I talk about this when I do hiring. Our process isn't designed to find the best person for the job. We want to hire the first person who passes our bar for hiring. We just don't have the need or budget for the best and smartest people. But we often hire very excellent and very smart people!
It's kind of like the high jump. You get the same result whether you're an inch over the bar or a foot.
Just due to the law of large numbers, any company at or above the size of Lyft is going to have mostly very average engineers. There just aren't many "10×" engineers out there in the market regardless of how much you pay. The key to effective management is figuring out how to obtain extraordinary value from average people: this can be done but it's largely a matter of organizational culture.

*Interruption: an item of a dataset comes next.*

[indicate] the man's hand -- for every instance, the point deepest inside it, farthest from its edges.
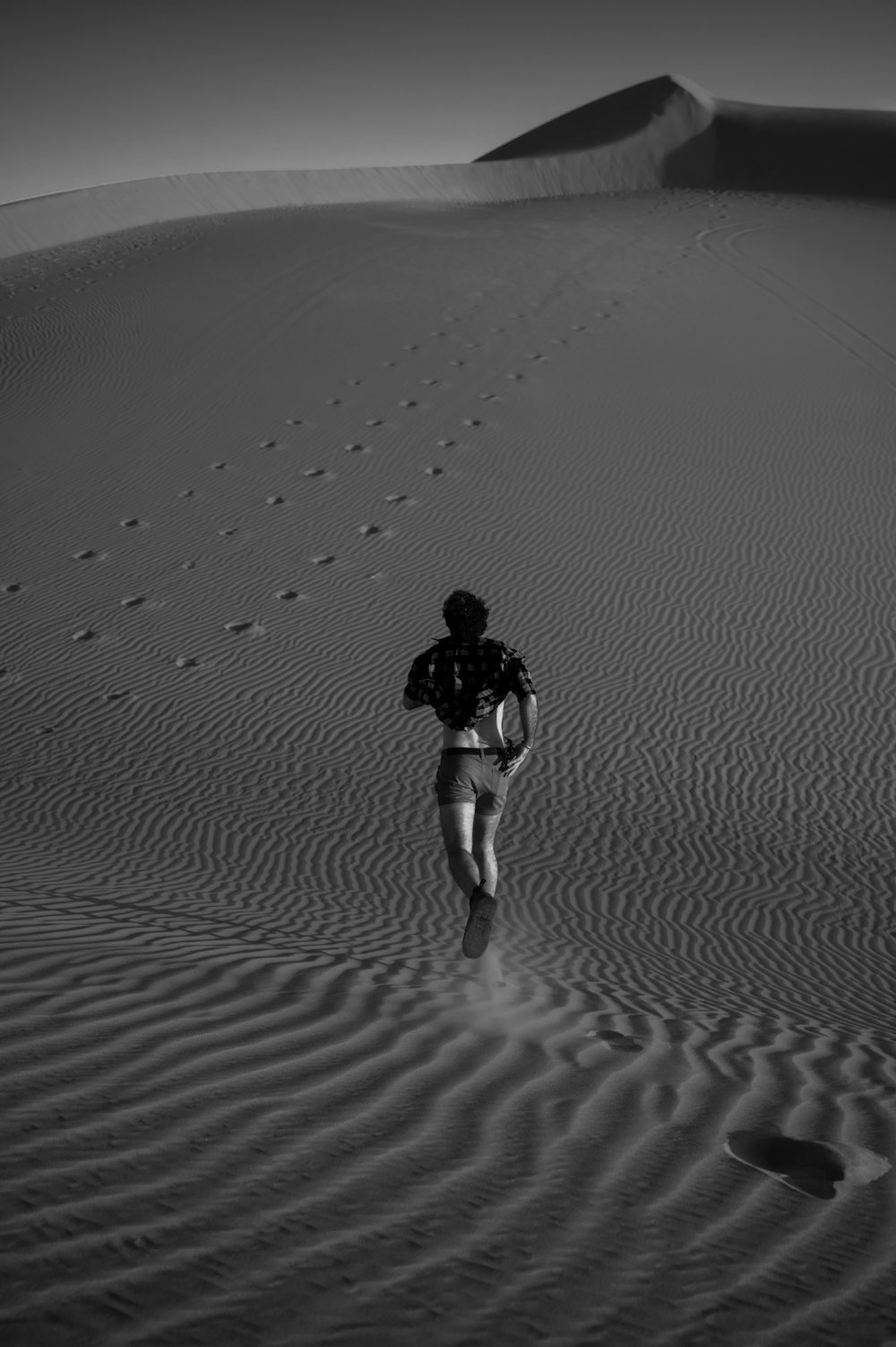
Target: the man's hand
(515, 756)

Very average? How do you figure that? If you're paying top dollar, which Lyft did for most of its existence, you're going to picking from a pool of the top few percent. Even 1% of all software developers is many times more than Lyft's headcount.
I'm curious, who do you think is hiring the 10th percentile engineers? What are those people doing?
That's not how it works in the real world. There are a bunch of other companies also targeting the top few percent. Mathematically it isn't possible for them all to succeed in that goal regardless of their hiring process or compensation levels. If you actually talk to those engineers it's clear that beyond ability to solve "leetcode" type problems they are mostly pretty average.
Why not claim you have engineers that deliver the best value to shareholders? Employing the smartest people in the world to make an app to skim money off taxi going from point A to point B can't possibly be a judicious good value use of human resources, especially in the context of the extreme premium those at the absolute top demand.